Two samples of carbon come into contact. A heat transfer will occur between sample A and sample B. What must be true for heat to

transfer from sample A to sample B?
The average kinetic energy of A is greater than that of B.
The average kinetic energy of B is greater than that of A.
The average kinetic energy of both samples is equal.
The average kinetic energy does not determine the direction of heat transfer.
Chemistry
2 answers:
jarptica [38.1K]3 years ago
8 0

Answer:

The average kinetic energy of A is greater than that of B.

Explanation:

The temperature of an object is directly proportional to the average kinetic energy of the particles in the object. For instance, for an ideal gas, we have

KE=\frac{3}{2}kT

where

KE is the kinetic energy

k is the Boltzmann constant

T the absolute temperature of the gas

Therefore, this means that in a hotter object the average kinetic energy of the particles is higher than the average kinetic energy of the particles in a colder object.

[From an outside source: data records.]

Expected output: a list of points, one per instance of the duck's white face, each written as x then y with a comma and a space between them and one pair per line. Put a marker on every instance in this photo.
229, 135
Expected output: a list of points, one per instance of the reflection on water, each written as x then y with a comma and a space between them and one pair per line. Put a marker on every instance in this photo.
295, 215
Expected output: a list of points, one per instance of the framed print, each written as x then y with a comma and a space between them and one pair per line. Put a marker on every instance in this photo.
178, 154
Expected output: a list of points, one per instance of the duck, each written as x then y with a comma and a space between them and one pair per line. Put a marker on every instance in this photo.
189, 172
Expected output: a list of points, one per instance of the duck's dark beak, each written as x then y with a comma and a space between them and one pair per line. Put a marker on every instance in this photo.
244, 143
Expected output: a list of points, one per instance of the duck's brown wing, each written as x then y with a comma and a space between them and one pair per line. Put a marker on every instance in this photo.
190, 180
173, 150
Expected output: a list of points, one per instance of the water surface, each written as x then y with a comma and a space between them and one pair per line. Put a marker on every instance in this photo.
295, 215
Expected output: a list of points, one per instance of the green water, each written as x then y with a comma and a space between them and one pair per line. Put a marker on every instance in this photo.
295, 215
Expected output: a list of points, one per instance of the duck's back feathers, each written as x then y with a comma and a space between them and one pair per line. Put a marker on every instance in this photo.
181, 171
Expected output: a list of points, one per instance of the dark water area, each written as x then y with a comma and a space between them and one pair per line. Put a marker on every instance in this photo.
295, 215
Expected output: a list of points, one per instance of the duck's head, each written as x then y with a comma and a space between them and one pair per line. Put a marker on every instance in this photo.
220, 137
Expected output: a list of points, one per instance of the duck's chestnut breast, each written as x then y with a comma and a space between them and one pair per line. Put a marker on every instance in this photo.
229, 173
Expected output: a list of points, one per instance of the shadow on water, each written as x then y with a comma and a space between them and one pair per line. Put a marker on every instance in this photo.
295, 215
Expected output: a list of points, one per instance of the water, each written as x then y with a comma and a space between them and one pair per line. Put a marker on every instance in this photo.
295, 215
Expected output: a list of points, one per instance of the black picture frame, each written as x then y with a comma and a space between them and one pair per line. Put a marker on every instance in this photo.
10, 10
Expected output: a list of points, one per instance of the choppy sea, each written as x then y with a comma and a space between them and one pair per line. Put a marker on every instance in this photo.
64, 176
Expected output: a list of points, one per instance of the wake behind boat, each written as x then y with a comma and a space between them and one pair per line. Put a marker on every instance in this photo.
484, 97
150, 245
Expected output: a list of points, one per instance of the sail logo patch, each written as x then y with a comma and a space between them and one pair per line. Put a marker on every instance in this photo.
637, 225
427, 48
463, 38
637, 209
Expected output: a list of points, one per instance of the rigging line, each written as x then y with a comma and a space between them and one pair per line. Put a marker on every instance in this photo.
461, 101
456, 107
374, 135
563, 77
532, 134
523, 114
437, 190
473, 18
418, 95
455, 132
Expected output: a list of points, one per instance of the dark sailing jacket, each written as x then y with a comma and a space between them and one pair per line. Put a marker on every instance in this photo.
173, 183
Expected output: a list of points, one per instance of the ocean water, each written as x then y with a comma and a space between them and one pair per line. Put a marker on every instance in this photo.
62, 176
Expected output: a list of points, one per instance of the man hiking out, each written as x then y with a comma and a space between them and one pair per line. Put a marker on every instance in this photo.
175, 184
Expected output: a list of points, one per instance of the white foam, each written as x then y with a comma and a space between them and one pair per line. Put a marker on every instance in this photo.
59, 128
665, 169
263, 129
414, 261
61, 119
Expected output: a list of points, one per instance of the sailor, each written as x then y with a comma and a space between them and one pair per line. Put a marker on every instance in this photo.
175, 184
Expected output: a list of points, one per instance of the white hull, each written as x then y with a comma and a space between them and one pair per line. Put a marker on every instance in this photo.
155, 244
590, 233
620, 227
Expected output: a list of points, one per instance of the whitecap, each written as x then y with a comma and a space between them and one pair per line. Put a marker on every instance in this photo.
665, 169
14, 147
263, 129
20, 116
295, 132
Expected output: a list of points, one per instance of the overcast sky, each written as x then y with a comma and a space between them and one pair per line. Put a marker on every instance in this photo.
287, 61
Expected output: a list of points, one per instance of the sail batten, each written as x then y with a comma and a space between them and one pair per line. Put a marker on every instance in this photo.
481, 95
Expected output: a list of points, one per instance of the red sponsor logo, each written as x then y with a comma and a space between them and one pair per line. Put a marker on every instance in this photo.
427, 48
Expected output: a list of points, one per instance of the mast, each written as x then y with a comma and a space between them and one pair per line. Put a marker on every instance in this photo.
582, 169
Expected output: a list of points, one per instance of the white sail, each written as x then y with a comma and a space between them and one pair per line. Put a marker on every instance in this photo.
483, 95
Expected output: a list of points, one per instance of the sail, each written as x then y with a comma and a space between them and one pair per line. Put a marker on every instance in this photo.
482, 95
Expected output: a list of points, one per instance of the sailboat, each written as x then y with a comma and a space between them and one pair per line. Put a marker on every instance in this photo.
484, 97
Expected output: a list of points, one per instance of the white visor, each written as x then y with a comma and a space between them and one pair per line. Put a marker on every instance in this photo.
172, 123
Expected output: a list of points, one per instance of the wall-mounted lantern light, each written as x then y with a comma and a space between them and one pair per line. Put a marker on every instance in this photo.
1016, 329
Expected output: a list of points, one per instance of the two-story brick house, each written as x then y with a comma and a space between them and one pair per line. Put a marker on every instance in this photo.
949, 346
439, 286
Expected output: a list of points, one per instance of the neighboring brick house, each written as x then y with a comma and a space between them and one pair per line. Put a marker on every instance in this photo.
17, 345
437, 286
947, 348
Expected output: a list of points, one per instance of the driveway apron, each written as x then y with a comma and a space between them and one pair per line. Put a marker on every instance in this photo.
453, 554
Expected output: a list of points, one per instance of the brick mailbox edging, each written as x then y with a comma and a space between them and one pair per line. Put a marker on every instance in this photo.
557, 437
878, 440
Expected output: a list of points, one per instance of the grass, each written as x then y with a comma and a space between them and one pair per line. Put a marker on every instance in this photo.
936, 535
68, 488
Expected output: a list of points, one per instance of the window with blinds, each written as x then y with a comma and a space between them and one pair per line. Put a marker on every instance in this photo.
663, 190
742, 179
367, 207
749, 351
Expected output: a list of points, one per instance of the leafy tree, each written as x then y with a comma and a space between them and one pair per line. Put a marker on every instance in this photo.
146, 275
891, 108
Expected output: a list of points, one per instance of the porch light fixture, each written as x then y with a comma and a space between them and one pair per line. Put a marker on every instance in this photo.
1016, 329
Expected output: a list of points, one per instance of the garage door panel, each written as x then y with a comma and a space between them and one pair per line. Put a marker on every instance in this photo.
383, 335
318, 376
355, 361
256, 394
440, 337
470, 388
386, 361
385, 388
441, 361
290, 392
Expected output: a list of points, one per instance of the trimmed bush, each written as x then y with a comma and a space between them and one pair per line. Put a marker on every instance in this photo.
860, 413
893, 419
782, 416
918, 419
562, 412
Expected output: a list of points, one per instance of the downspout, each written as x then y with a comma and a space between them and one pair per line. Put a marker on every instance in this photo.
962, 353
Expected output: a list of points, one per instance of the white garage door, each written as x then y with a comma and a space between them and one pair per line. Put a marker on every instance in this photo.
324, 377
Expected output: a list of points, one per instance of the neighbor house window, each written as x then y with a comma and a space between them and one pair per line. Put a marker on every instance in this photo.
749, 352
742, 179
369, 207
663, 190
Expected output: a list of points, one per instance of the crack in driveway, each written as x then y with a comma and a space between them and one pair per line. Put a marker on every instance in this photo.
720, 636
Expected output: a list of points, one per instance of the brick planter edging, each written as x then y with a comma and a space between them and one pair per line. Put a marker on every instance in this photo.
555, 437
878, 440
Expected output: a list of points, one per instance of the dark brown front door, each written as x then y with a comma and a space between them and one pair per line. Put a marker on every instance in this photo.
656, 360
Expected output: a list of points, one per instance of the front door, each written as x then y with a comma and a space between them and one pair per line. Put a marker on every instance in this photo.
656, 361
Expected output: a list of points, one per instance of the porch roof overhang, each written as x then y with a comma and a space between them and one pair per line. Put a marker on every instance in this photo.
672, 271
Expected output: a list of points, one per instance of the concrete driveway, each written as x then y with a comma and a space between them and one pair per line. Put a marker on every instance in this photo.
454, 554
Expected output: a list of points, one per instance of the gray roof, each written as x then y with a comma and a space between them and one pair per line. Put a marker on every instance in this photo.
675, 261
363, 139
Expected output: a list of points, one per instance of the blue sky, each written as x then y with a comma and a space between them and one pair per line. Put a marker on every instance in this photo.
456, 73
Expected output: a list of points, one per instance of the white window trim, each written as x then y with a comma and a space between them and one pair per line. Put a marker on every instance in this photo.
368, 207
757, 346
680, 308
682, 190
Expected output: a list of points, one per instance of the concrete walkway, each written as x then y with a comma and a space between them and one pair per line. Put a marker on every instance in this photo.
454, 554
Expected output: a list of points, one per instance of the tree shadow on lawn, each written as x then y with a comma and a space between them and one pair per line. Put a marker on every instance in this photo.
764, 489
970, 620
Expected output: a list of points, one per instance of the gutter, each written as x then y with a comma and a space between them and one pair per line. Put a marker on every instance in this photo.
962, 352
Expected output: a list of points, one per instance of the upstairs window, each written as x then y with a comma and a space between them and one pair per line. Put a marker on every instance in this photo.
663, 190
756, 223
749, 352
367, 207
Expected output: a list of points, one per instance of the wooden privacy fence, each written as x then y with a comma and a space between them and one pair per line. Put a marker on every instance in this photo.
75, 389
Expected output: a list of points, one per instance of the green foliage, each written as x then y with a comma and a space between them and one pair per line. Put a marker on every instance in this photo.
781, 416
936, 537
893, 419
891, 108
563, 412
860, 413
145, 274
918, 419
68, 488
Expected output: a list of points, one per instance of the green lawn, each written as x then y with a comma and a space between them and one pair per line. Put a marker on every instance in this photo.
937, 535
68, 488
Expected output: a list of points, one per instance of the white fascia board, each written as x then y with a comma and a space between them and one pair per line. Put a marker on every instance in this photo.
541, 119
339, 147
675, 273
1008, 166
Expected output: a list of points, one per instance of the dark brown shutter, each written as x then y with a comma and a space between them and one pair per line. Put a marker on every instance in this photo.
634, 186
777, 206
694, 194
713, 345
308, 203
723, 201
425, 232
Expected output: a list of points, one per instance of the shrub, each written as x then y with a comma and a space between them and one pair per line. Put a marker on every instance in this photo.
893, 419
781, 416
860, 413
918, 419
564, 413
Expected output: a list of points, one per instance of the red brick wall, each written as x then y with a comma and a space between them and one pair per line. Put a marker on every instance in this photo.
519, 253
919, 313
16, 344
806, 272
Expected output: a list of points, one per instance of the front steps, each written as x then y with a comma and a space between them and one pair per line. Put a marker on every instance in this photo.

Moreover, the laws of thermodynamics tell us that heat is always transferred from a hotter object (higher temperature) to a colder object (lower temperature).

In this problem heat is transferred from sample A to sample B. Therefore, this means that object A has higher temperature, and therefore, higher average kinetic energy. So the correct answer is

The average kinetic energy of A is greater than that of B.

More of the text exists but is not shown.